Biologically meaningful results were obtained by applying the proposed method to a couple of time series microarray data sets generated from the samples of accessory gland (ACG) and malpighian tubule (MT) tissues of the line W^{118} of *M. drosophila*. Two conserved modules and six divergent modules, each of which had its unique characteristic profile across tissue kinds and aging process, were identified. The number of genes contained in these models ranged from five to a few hundred. Three to over a hundred GO terms were over-represented in individual modules with FDR < 0.1. By summarizing the results of functional enrichment analysis, we had two findings that may be important in biology. First, in one conserved module (M4) where gene expression was up-regulated across ages, several significant GO terms are involved in DNA metabolic process, DNA packaging, and the maintenance of chromosome architecture.
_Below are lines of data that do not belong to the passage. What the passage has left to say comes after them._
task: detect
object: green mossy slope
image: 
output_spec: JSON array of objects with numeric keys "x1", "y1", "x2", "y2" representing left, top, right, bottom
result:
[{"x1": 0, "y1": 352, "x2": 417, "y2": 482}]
This may suggest an anti-aging mechanism in eukaryote. Second, one divergent module (M3) showed the tissue-specific relationship between the expressions of mitochondrion-related genes and the aging process.

The comparison with other alternate methods further demonstrated the strength of svdPPCS. On the fly data sets, svdPPCS proved to be superior to linear regression analysis and cubic spline regression plus PAM based clustering in terms of the number of the identified modules and the biological insights inferred from the modules. The cutoffs determined by SVD-p were shown to be more reasonable than those decided from calculating Gap statistic with respect to the identification of co-expression gene modules of biological interest. On the simulated data sets, compared to aggregative hierarchical clustering and PAM, svdPPCS was able to perfectly identify the simulated patterns of true structures and grouped the genes with high precision.

It should be emphasized that the effectiveness of svdPPCS depends mainly on the existence of gene expression pattern(s) related to the addressed biological theme, rather than the magnitudes of the singular values corresponding to the first eigengenes. It is true that if the data do not exhibit a strong structure, the singular values are relatively small for the first eigengenes. However, svdPPCS still can perform well in such a case as actually demonstrated in the analyzed fly data. In this scenario, the first two eigengenes only accounted for 31% and 37% of variance in the ACG and MT data sets, respectively. This was an important reason why svdPPCS outperformed other alternative methods in identifying the biologically significant gene groups hidden in the data sets.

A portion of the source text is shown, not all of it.